By Barbara Hollingsworth
CNS News: May 2, 2014
In 2011, while the Internal Revenue Service (IRS) was busy scrutinizing the tax-exempt status of 100 percent of Tea Party groups and other conservative non-profits, the tax agency did not audit a single high-value electing large partnership (ELP) with more than $100 million in assets.
That’s according to a preliminary report released to Congress by the Government Accountability Office (GAO) April 17th. (See GAO.pdf)
An ELP is a business entity with more than 100 partners and more than $100 million in assets that is required to file a 1065-B tax return every year. They include large private equity firms, hedge funds and oil and gas partnerships.
“No partnerships that filed a Form 1065-B from tax years 2002 to 2011 had their tax return audited and closed by IRS from fiscal years 2007 to 2013,” a footnote on page 14 of the GAO report stated.
Jim White, a spokesman for GAO, confirmed that no ELPs were audited by the IRS between 2007 and 2013, the last year statistics are available. However, he pointed out that there were only 15 ELPs out of 105 filing 1065-B returns nationwide in 2011 that met the $100 million asset threshold.

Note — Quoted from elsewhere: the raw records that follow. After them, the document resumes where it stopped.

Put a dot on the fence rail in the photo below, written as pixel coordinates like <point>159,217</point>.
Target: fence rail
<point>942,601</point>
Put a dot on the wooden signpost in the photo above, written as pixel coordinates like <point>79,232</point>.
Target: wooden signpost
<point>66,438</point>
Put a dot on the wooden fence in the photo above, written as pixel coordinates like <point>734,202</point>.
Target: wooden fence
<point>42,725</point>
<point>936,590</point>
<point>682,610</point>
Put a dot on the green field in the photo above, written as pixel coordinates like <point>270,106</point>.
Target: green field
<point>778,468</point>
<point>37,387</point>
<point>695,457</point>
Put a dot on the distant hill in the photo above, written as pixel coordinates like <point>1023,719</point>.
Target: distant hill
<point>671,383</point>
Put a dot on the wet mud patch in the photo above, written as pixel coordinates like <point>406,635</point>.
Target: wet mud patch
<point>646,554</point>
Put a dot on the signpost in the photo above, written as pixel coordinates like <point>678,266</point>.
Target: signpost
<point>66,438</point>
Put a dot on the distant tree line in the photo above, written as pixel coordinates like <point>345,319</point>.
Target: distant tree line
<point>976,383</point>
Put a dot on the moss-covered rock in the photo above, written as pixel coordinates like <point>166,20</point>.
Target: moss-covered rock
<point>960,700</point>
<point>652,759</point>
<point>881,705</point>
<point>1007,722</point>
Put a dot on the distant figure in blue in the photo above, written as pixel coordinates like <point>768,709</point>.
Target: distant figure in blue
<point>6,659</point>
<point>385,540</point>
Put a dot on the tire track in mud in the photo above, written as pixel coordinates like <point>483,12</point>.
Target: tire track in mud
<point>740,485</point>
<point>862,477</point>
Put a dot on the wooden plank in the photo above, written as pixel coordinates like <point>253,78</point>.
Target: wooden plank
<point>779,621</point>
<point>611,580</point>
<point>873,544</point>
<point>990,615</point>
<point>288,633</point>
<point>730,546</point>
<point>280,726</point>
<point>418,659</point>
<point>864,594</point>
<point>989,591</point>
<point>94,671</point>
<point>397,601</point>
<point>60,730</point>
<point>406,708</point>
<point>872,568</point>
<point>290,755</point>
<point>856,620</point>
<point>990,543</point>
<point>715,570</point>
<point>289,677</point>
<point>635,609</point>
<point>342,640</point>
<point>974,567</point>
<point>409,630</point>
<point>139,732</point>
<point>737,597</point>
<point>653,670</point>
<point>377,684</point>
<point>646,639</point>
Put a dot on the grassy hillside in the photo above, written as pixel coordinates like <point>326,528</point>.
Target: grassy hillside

Another 2,211 partnerships filed under IRS Form 1065 in 2011, “but only 20 audits (or less than one percent) were closed that year,” White told CNSNews.com, acknowledging that “this is a very low audit rate.”
White noted that GAO is doing a follow-up and “will be asking the IRS a number of questions to try to better understand” the tax agency’s audit decisions.
“These are the big guys,” said Amy Elliott, legal editor at the non-profit Tax Analysts, who pointed out that some ELPs have up to $20 billion in assets. “The IRS should be looking at them more.”